At precisely 10:24 p.m., November 13, 1990, with Sagittarius in sun, Aries rising, and Jupiter entering the sixth house, on the floor of her Senior Study amidst astrological charts, chemistry notes, and 3 dog-eared copies of Eden Gray's Complete Guide to the Tarot, Shelby Moore lit a single, blue, Woodbury scented candle.

Immediately the wind blew it out.

"Shit," Shelby muttered. She uncrossed her legs, pushed herself to her feet and stepped over three piles of books and a mound of clean (?) clothes to the window.

It was shut tight.

"Shit."

Shelby forced herself to take a deep breath, pushing the air all the way down into her sixth chakra. She relaxed her eyebrows, focused on nothing, exhaled. Reaching over, she switched on the lamp above her desk, scanning for another pack of matches. Obligingly, the bulb flickered, popped, extinguished.

"Shit."

By touch, Shelby found the matches. Her left shin found the books, her right foot caught the pile of clothes.
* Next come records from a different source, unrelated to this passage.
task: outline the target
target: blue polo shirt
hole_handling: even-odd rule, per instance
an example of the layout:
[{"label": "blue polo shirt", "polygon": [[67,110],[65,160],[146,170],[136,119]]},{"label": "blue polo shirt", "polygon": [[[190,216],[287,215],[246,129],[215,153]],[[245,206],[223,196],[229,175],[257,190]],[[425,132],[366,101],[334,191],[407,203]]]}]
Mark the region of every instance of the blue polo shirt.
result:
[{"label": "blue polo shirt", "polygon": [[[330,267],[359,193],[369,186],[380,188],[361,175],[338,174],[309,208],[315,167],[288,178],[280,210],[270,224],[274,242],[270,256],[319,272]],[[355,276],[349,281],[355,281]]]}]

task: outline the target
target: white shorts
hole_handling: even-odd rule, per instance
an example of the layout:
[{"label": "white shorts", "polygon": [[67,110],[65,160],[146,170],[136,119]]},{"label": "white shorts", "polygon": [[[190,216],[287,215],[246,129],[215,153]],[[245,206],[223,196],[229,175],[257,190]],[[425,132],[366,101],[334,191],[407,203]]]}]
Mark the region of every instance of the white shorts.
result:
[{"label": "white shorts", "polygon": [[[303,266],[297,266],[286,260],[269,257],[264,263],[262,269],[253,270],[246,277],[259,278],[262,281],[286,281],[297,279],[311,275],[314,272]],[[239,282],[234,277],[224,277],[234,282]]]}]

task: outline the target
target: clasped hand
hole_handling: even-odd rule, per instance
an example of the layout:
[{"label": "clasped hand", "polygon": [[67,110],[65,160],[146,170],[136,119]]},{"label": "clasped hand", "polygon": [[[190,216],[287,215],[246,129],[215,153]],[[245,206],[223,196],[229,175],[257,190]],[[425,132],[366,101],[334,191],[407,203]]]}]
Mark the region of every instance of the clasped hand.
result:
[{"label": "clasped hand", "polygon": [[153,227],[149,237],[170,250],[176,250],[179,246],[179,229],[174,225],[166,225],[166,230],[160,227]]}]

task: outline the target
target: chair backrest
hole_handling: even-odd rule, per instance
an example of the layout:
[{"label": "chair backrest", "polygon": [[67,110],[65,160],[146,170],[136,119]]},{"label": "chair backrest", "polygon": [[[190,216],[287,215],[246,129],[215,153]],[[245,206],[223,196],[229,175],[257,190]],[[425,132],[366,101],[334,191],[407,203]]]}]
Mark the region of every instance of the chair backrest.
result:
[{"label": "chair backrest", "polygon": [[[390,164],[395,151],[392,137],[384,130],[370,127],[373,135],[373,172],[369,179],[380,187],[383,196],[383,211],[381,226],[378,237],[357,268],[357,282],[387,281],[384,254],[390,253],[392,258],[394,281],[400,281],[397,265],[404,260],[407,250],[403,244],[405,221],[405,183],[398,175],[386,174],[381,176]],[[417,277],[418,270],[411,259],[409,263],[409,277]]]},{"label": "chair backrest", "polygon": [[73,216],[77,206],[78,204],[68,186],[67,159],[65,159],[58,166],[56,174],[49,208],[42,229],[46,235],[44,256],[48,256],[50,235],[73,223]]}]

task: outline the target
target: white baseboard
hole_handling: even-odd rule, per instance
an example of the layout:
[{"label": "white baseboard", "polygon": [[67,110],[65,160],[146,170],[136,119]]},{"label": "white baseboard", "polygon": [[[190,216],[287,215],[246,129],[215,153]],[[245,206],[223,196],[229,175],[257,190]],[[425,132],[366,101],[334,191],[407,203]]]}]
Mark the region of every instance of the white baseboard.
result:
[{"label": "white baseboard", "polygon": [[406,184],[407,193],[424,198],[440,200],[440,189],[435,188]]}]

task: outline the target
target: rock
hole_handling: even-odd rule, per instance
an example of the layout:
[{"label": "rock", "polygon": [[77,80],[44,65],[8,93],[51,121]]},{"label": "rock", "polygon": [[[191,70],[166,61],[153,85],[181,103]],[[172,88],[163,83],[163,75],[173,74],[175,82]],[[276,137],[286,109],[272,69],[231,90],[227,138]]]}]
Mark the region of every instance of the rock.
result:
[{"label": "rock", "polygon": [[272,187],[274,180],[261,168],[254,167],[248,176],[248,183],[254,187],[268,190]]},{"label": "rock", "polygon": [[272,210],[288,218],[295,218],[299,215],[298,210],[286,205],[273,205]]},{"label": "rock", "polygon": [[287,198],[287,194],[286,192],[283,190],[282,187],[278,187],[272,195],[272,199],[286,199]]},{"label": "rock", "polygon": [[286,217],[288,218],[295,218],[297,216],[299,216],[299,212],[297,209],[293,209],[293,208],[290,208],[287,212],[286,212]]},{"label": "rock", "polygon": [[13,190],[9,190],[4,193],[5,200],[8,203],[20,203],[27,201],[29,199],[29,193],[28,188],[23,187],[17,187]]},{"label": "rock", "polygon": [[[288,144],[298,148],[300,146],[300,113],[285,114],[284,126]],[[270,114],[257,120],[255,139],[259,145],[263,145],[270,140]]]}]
She fell face down directly on top of the blue, Woodbury scented candle.

"Shit."

Shelby sat up, righted the candle. Against the better judgment of her conscious mind, the throbbing of her shin, the vision of her first, second, and third eyes, and her beginning-to-split head, she re-lit the candle. Then, she reached for the deck of cards, already shuffled, lying in wait like a predator, or a lover. She took another breath. The air wouldn't go down past her third chakra. She closed her eyes but the buzzing behind them grew louder. She opened her eyes. The candle flame was perfectly still.

She lay the first card.

Three of swords, reversed.

She lay the second card.

Five of cups, reversed.

She lay the third card.

Ten of swords.

Shelby lay the first card of the second row.

And the magician stared back at her, unblinking in the candlelight.

It was now 10:36 p.m. Shelby knew this because at that moment she glanced up at her digital clock, just as the power went out and the afterimage was burned onto her eyes.

"Shit."

She lay the next card.

Death. Reversed.

And then the candle went out again as the scream from downstairs shattered the glass of her tightly-shut window.

"Shit."

Notes for Chapter 4

The "predictability" here referred, in part, to our ugly habit of ignoring others' characters and plotlines in favor of introducing new ones of our own. Fortunately, this chapter represented the end of that trend.

Shelby Moore is evidently a Vedic astrologer. According to Western astrology, the sun would still have been in Scorpio on the 13th of November.